Koba apoiou sofregamente Vladímir Lênin e sua obra seminal, Que fazer?. Esse gênio político dominador combinava as lições práticas maquiavélicas sobre a tomada do poder com o domínio da ideologia marxista. Explorando o cisma que levaria à criação de seu Partido Bolchevista, a mensagem de Lênin era a de que um partido supremo de revolucionários profissionais podia tomar o poder para os trabalhadores e depois governar em nome deles, numa "ditadura do proletariado" até que isso não fosse mais necessário porque o socialismo fora alcançado. A visão leninista do partido como "o destacamento avançado" do "exército dos proletários [...], um grupo de luta de líderes", estabeleceu o tom militarista do bolchevismo.

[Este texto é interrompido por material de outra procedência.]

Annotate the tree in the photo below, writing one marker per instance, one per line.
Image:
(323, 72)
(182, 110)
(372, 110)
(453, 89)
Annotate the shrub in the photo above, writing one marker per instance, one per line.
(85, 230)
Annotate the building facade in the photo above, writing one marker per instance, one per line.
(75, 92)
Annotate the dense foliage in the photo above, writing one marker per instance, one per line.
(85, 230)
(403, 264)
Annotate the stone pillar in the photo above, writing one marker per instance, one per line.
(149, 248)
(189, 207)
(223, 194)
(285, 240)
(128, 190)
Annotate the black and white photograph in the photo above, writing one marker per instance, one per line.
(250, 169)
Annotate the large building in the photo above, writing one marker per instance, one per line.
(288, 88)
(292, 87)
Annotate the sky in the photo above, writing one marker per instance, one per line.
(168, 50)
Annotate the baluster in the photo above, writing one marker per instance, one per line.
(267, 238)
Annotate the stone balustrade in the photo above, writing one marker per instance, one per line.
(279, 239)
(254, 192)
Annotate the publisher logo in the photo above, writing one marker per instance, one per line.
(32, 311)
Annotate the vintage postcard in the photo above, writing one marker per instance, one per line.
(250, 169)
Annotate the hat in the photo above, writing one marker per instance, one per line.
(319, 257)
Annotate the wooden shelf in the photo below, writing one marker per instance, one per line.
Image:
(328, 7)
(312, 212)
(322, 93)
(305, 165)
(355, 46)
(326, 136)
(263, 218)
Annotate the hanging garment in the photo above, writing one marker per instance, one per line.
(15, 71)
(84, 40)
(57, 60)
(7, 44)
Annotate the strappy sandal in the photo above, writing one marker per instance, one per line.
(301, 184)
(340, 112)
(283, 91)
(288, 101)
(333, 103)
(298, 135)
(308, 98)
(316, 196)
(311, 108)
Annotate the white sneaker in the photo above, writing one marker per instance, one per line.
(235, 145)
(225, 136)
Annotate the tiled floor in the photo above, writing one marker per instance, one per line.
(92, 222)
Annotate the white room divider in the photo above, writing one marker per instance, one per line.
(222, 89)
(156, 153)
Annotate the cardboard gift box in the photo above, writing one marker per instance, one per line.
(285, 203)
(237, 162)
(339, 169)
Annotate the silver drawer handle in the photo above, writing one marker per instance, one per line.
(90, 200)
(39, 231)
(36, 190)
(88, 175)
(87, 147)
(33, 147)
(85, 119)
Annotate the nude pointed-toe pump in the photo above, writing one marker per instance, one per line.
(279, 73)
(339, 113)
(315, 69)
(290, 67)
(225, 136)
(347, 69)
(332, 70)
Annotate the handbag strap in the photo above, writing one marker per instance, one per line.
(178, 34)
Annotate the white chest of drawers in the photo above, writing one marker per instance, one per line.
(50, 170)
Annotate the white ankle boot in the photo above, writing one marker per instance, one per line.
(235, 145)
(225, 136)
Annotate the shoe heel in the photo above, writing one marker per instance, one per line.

Em 1904, ao voltar a Tiflis, Koba conheceu seu futuro sogro, Serguei Allilúiev, doze anos mais velho do que ele, um hábil eletricista russo casado com Olga Fedorenko, uma beldade georgiana/alemã/cigana enérgica, com uma queda por casos amorosos com revolucionários, poloneses, húngaros e até turcos. Correram rumores de que Olga teve um caso com o jovem Stálin, que seria o pai de sua futura esposa Nádia. Isso é falso, pois Nadejda já estava com três anos quando seus pais conheceram Koba, mas seu caso com Olga é bem verossímil e ele mesmo pode ter sugerido isso. Olga, de acordo com sua neta Svetlana, tinha um "fraco por homens meridionais", dizendo que os "russos são grosseirões", e sempre foi carinhosa com Stálin. Seu casamento era complicado. Diz a lenda familiar que Pável, o irmão mais velho de Nádia, viu a mãe cortejar Koba. Essas ligações curtas eram ocorrências comuns entre revolucionários.
Muito antes de se apaixonarem, Stálin e Nádia faziam parte da família bolchevique que passou pelo lar dos Allilúiev: Kalínin e Ienukidze, entre outros presentes àquele jantar de 1932. Havia outra ligação especial: pouco depois de conhecer os Allilúiev em Baku, Koba salvou Nádia de se afogar no mar Cáspio. Um laço romântico, se é que chegou a haver algum.